Can somebody explain to me the syntax, pd.index.str.lower().str.contains()
Especially, why the str
method again, after the lower()
?
CodePudding user response:
I imagine your index contains strings with the names of movies.
# access the index
movies.index
# make index strings lowercase
movies.index.str.lower()
# check if each string contains the word "dark"
movies.index.str.lower().str.contains("dark")
# one could also use
movies.index.str.contains("dark", case=False)

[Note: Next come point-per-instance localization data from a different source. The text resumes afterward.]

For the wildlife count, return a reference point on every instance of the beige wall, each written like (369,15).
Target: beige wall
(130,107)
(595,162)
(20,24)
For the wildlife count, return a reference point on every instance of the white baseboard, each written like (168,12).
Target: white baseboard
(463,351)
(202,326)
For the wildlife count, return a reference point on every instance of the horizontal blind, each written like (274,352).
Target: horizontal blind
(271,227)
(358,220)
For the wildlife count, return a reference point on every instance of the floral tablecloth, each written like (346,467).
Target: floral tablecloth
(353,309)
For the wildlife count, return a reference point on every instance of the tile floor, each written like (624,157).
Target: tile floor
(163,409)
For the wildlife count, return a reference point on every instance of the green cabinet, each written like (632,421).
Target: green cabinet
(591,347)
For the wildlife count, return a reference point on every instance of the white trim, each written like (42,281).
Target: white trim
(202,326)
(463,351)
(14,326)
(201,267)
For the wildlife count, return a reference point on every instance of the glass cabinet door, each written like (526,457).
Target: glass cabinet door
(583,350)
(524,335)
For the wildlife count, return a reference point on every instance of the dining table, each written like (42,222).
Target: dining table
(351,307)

The above returns a Series of booleans that is assigned to a variable and use to slice the original data with boolean indexing:
movies_with_dark=movies.index.str.lower().str.contains("dark")
movies[movies_with_dark]
Example input:
col
The Dark Movie A
another darkness B
something else C
Intermediates (as columns for clarity):
col index str.lower str.contains("dark")
The Dark Movie A The Dark Movie the dark movie True
another darkness B another darkness another darkness True
something else C something else something else False
Output:
col
The Dark Movie A
another darkness B
CodePudding user response:
I would recommend you read working with text data.
import pandas as pd
df = pd.DataFrame({'Movie': ['Dark Movie', 'Another'], 'Budget': [1, 2]}).set_index(['Movie'])
print(df.index.str.lower())
returns an index object which doesn't have a contains method.
Index(['dark movie', 'another'], dtype='object', name='Movie')
the index object does however have a str method which lets you access vectorized string methods, hence the second contains method.
If you are interested, a believe the StringMethods object is defined here.